Большой Щук предлагал сначала допросить врага. Очень ему хотелось выведать настоящую фамилию соседей. Все-таки Гансы или Фрицы они, эти недобитки. Ну или хотя бы снять отпечатки лап их подлого засланца, тем более что умный Щук сразу догадался, как можно сделать для этого мастику из обычного сапожного крема и зубной пасты.
А вот маленький и глупый Хек даже слышать не хотел ни о каком дознании. И вообще о строгом и справедливом порядке рабоче-крестьянского правосудия.
– Нет, давай не будем допрашивать, а то Минаевы придут с работы и отнимут кошака. Нет, давай вздернем гада по-быстренькому, и все, – ныл как обычно Хек, тер кулачком свои глаза и только мешал брату готовиться к следствию.
Но, несмотря на это противное нытье, Щук вовсе не собирался отступать от своего четкого и ясного плана. Он доделал мастику и начал уже было графить листочки для протокола, но тут в коридоре опять два раза прозвонил звонок.
– Не гунди, ты лучше заткни твари пасть, и вообще крепче держи, – сказал Щук младшему брату и вышел посмотреть, кто это пришел.
Оказалось, что опять почтальон. Только теперь он принес не письмо, а телеграмму. Щук не стал, конечно, ее распечатывать, а приобщил к делу. То есть спрятал до прихода матери между листов специального журнала, который он давно уже смастерил из листов отцовской папиросной бумаги для разных важных записей и рисунков.
Спрятал Щук телеграмму и побежал поскорее узнать, почему это вражеский кот мяучит громче обычного, а родной его брат Хек при этом радостно скандирует:
– На старт, внимание...
Щук распахнул дверь и увидел такой «на-старт-внимание», что от злости у него затряслись и руки, и ноги.
Посреди комнаты стоял стул, и к его спинке была привязана удавка. Прямо к стулу придвинут табурет, на котором вовсю изгибался и злобно мяукал желтоглазый шпион с петлей на толстой фашистской шее. Сам Хек сидел на стуле и двумя руками держал хвостатого агента мировой буржуазии. Он считал «на старт, внимание», намереваясь, конечно, сейчас же после слова «марш» пнуть ногой табуретку и таким образом быстро восстановить революционную справедливость. Только Щук ему не дал.
Он как ястреб налетел на Хека и столкнул его со стула на пол. Хек свалился, но, падая, ловко вырвал из рук Щука его секретную тетрадку. Будто змейка, после этого скользнул по половицам и кинул тетрадку брата с уже разграфленными для допроса страничками прямо в пышущую огнем печку-буржуйку.

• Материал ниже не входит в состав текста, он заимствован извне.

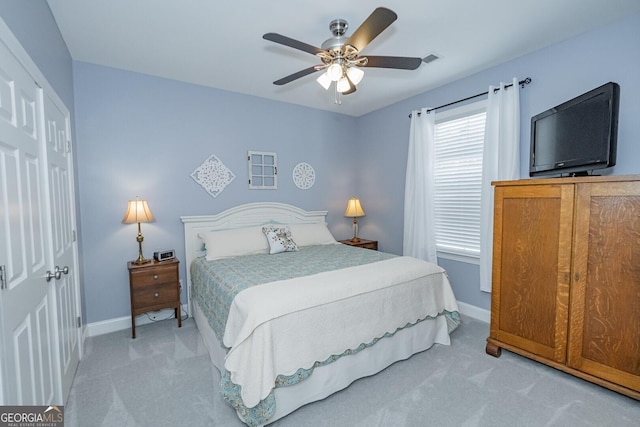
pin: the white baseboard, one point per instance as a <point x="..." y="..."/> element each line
<point x="120" y="323"/>
<point x="475" y="312"/>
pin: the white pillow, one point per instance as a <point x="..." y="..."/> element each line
<point x="279" y="239"/>
<point x="234" y="242"/>
<point x="312" y="234"/>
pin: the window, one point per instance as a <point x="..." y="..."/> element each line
<point x="263" y="170"/>
<point x="459" y="138"/>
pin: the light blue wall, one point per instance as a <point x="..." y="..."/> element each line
<point x="33" y="24"/>
<point x="559" y="73"/>
<point x="142" y="135"/>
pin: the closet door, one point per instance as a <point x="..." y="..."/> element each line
<point x="29" y="374"/>
<point x="63" y="239"/>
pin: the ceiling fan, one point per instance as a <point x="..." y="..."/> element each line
<point x="340" y="56"/>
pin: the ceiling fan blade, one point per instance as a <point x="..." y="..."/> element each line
<point x="295" y="76"/>
<point x="287" y="41"/>
<point x="376" y="23"/>
<point x="398" y="62"/>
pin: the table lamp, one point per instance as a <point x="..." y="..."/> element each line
<point x="354" y="209"/>
<point x="138" y="211"/>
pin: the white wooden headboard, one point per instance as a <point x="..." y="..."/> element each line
<point x="250" y="214"/>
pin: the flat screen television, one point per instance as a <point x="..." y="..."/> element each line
<point x="578" y="136"/>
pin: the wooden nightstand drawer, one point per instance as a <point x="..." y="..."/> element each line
<point x="151" y="295"/>
<point x="154" y="286"/>
<point x="362" y="243"/>
<point x="154" y="276"/>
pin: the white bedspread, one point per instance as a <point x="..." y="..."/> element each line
<point x="314" y="317"/>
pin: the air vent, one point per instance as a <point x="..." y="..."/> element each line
<point x="430" y="58"/>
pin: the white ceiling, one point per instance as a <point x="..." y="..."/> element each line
<point x="218" y="43"/>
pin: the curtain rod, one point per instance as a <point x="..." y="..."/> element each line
<point x="522" y="84"/>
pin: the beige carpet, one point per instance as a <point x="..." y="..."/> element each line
<point x="164" y="378"/>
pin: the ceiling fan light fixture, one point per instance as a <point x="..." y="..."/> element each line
<point x="342" y="85"/>
<point x="324" y="80"/>
<point x="335" y="72"/>
<point x="355" y="75"/>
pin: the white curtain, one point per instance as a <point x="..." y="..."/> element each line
<point x="419" y="228"/>
<point x="500" y="161"/>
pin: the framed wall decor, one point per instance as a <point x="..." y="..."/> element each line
<point x="304" y="176"/>
<point x="213" y="176"/>
<point x="263" y="170"/>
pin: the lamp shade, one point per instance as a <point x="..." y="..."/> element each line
<point x="342" y="85"/>
<point x="324" y="80"/>
<point x="334" y="71"/>
<point x="355" y="75"/>
<point x="354" y="209"/>
<point x="138" y="211"/>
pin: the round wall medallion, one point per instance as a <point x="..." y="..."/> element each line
<point x="304" y="176"/>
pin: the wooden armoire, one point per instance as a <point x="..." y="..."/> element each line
<point x="566" y="276"/>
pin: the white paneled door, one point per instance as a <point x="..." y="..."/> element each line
<point x="27" y="332"/>
<point x="39" y="334"/>
<point x="63" y="239"/>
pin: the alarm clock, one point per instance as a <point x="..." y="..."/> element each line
<point x="164" y="255"/>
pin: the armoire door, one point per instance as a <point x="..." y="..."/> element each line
<point x="604" y="339"/>
<point x="63" y="229"/>
<point x="29" y="372"/>
<point x="532" y="269"/>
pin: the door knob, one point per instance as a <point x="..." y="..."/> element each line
<point x="57" y="273"/>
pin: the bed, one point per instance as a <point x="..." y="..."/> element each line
<point x="290" y="316"/>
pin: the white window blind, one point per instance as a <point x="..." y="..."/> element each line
<point x="459" y="138"/>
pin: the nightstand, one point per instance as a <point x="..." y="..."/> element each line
<point x="154" y="286"/>
<point x="362" y="243"/>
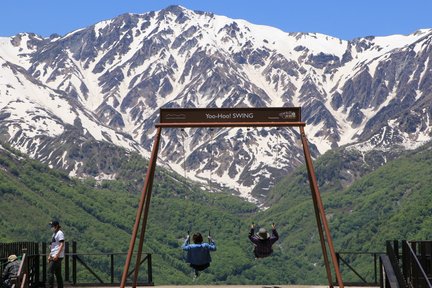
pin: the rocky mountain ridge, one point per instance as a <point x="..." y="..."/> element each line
<point x="105" y="84"/>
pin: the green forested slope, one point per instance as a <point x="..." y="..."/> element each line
<point x="392" y="202"/>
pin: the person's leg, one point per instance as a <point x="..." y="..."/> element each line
<point x="58" y="273"/>
<point x="50" y="274"/>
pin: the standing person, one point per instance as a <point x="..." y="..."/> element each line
<point x="262" y="241"/>
<point x="10" y="271"/>
<point x="198" y="254"/>
<point x="56" y="255"/>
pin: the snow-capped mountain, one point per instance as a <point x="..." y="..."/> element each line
<point x="106" y="83"/>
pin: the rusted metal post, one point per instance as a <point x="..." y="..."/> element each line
<point x="318" y="205"/>
<point x="141" y="207"/>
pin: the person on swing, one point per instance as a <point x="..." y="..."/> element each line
<point x="198" y="254"/>
<point x="262" y="241"/>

– Телеграмма! Телеграмма! – громко закричал Щук и бросился к печке.
Только его сбил с ног Хек, который в тот же миг завопил:
– Кот! Кот! – и кинулся прямо Щуку навстречу.
Да все это напрасно, потому что мордатый гитлеровец уже вылез из петли, взлетел на штору и был таков. Ужасный растяпа этот Хек – ни удавку толком сделать не сумел, ни затянуть. Сразу видно, ничего он не может. Только определять, кто еврей, а кто нет.
Но ни слова об этом не было сказано. Щук и Хек вообще немедленно помирились, еще сидя на полу, так как сразу же догадались, что достанется им от мамы за нераспечатанную и сгоревшую в буржуйке телеграмму обоим. Но тут Щук, который был на целый год старше Хека, придумал вот что:
– Знаешь, Хек, а что если мы маме про телеграмму ничего не скажем? Может быть, в ней вообще ни одного слова не было написано? Может быть, ее специально подослали фрицы Минаевы, чтобы нас поссорить и так сохранить жизнь этой гнусной помеси лисы со свиньей, коту Ваське?
– Они могут, – сказал Хек и вздохнул. – Но только все равно врать нельзя. За вранье мама еще хуже будет сердиться. Станет отучать конфеты брать без спроса и пальцем соскребать варенье.
А это, надо вам сказать, еще доходчивее, еще почище, чем профилактика курения. Потому что включает промывание желудка и две большие клизмы, одна за другой.
– Так мы же не будем врать, – и не думал пугаться Щук, он даже немного рассердился на Хека, который не понимает таких элементарных вещей. – Зачем нам врать? Мы просто не скажем, и все. Промолчим. Вот если мама спросит, где телеграмма, мы расскажем. А так, зачем мы будем выскакивать вперед? Мы же не выскочки?
– Это правильно. Мы не выскочки. Мы будущие пионеры, – гордо сказал Хек, потому что и он наконец-то сообразил, что к чему и очень обрадовался. – Если врать не надо, то мы и не будем. Это ты очень здорово придумал, Щук.
На том они порешили и стали тихонько ждать маму.